The city of Milton Keynes is installing carbon-reducing bus shelters, as part of a pilot project backed by Milton Keynes Council. The shelters will have living green rooftops made up primarily of Sedum plants which will create a habitat to attract bees, bugs and butterflies.
Initially, the shelters are being installed at 30 busy bus stops to help increase biodiversity whilst reducing vehicle pollution. If successful, the shelters will be installed as other bus shelters get upgraded.
The project received £50,000 in funding from the council and is part of the plan to make the city carbon neutral by 2030, and carbon negative by 2050.
Cllr Jenny Wilson-Marklew, cabinet member for climate and sustainability at the council said “As well as providing a habitat for many small pollinating creatures and improving biodiversity, the green roofs will be a great signal for MK’s green and sustainable ambitions.
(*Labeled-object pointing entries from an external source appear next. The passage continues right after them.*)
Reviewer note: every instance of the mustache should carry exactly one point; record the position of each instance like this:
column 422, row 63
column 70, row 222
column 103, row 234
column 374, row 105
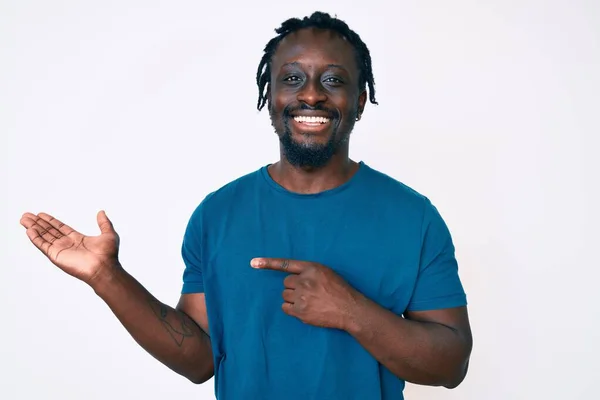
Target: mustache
column 288, row 110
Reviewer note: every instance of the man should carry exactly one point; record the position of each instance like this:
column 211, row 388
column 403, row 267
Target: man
column 316, row 277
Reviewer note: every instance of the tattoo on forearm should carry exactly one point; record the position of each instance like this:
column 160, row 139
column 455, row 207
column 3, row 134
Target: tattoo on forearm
column 179, row 325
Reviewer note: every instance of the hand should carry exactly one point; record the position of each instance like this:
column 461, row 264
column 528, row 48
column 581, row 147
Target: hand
column 313, row 293
column 84, row 257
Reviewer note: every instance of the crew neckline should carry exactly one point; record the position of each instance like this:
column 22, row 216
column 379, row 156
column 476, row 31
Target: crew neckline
column 264, row 171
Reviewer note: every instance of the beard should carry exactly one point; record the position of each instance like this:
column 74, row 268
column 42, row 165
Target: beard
column 307, row 154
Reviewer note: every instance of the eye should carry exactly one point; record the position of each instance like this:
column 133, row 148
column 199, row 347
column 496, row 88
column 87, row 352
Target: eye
column 334, row 80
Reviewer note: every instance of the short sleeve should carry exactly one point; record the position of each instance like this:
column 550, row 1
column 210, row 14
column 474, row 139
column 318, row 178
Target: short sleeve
column 438, row 284
column 191, row 252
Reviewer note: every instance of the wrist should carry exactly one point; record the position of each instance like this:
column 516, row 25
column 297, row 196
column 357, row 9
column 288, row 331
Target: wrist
column 105, row 277
column 355, row 312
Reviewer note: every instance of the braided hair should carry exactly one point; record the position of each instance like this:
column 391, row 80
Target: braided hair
column 318, row 20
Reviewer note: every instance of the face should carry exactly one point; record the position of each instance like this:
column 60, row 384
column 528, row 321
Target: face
column 313, row 96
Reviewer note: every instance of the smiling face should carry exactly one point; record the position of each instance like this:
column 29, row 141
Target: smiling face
column 314, row 95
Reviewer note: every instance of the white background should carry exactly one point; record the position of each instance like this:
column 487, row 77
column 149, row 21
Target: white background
column 490, row 108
It’s just a small part of our bigger plans but will help remind people that MK is a clean and green place, and we welcome all kinds of green behaviours and ideas.”
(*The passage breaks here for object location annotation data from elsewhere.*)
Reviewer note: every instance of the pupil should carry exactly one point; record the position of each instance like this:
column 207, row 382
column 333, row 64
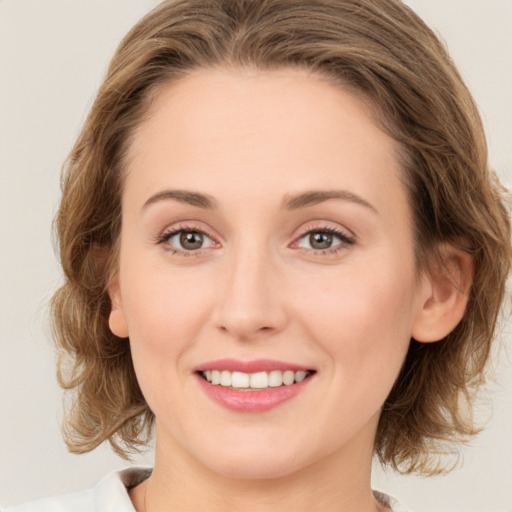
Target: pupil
column 320, row 240
column 191, row 240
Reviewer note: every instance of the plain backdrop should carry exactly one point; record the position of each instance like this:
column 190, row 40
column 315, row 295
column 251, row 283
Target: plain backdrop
column 53, row 54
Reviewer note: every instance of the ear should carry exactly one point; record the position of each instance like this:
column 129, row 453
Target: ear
column 116, row 319
column 445, row 296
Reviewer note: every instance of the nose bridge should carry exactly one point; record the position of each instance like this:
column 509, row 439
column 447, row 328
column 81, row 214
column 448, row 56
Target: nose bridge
column 251, row 302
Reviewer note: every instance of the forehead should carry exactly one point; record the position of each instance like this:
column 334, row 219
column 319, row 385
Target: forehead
column 250, row 132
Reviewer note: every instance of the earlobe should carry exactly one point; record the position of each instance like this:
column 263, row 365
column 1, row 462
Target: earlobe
column 116, row 319
column 445, row 297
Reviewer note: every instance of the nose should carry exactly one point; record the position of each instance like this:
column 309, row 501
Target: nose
column 251, row 301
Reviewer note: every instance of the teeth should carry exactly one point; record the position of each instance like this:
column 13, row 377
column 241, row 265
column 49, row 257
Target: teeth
column 215, row 377
column 259, row 380
column 275, row 379
column 239, row 380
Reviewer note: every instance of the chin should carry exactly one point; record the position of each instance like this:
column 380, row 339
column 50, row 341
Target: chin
column 253, row 462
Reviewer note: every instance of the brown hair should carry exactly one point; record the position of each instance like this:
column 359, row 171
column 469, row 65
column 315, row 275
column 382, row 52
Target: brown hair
column 384, row 52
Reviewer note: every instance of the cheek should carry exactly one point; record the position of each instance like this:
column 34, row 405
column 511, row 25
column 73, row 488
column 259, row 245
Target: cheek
column 363, row 318
column 165, row 314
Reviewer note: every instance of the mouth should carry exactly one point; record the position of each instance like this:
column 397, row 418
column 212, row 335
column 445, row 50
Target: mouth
column 252, row 386
column 242, row 381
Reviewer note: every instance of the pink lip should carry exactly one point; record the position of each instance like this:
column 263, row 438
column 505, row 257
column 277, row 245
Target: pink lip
column 254, row 366
column 251, row 401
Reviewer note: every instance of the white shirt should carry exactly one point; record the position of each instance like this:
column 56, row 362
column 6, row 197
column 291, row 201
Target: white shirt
column 111, row 495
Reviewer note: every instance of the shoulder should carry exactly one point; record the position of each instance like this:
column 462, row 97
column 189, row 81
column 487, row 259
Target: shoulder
column 109, row 495
column 393, row 504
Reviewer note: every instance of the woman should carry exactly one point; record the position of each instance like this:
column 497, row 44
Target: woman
column 267, row 258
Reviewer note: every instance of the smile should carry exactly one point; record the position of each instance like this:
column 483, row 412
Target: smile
column 258, row 380
column 252, row 386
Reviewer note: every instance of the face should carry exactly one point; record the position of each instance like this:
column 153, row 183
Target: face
column 267, row 244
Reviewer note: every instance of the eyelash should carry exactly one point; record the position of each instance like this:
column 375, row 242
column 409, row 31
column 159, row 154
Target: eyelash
column 346, row 240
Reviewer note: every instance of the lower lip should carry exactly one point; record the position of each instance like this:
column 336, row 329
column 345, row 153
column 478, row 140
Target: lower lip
column 252, row 401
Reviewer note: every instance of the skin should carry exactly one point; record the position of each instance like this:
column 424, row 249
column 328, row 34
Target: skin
column 259, row 289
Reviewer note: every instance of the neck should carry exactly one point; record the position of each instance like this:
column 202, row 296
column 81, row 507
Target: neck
column 339, row 482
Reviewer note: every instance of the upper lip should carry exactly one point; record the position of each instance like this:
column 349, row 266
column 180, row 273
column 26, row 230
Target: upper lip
column 254, row 366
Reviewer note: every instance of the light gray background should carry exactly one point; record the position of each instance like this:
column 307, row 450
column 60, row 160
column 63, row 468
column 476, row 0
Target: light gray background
column 53, row 54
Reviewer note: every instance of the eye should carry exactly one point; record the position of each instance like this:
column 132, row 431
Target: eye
column 325, row 239
column 186, row 240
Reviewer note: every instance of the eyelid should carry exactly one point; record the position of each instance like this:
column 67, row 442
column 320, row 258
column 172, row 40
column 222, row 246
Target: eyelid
column 346, row 237
column 171, row 231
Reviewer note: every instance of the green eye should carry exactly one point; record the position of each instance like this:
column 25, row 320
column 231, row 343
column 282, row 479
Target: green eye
column 320, row 240
column 190, row 240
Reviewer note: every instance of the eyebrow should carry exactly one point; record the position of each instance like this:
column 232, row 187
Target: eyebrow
column 291, row 202
column 314, row 197
column 183, row 196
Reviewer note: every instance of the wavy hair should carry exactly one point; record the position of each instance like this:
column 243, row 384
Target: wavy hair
column 378, row 49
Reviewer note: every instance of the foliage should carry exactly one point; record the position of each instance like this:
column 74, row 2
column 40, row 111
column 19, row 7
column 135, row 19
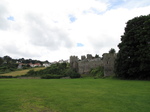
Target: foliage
column 97, row 72
column 133, row 59
column 54, row 71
The new roof’s are being installed by Axiom and Bridgeman and Bridgman; Chris Bridgman said “We’ve worked with living roof designer Dusty Gedge of the Green Infrastructure Consultancy to develop the pioneering roof system. It’s the first time this approach has been undertaken on such a scale anywhere in the world and we can’t wait to get started.”
The green rooftops are not Milton Keynes’s first green bus stop initiative, with many already featuring solar-powered lights as well as solar-powered information screens also being piloted.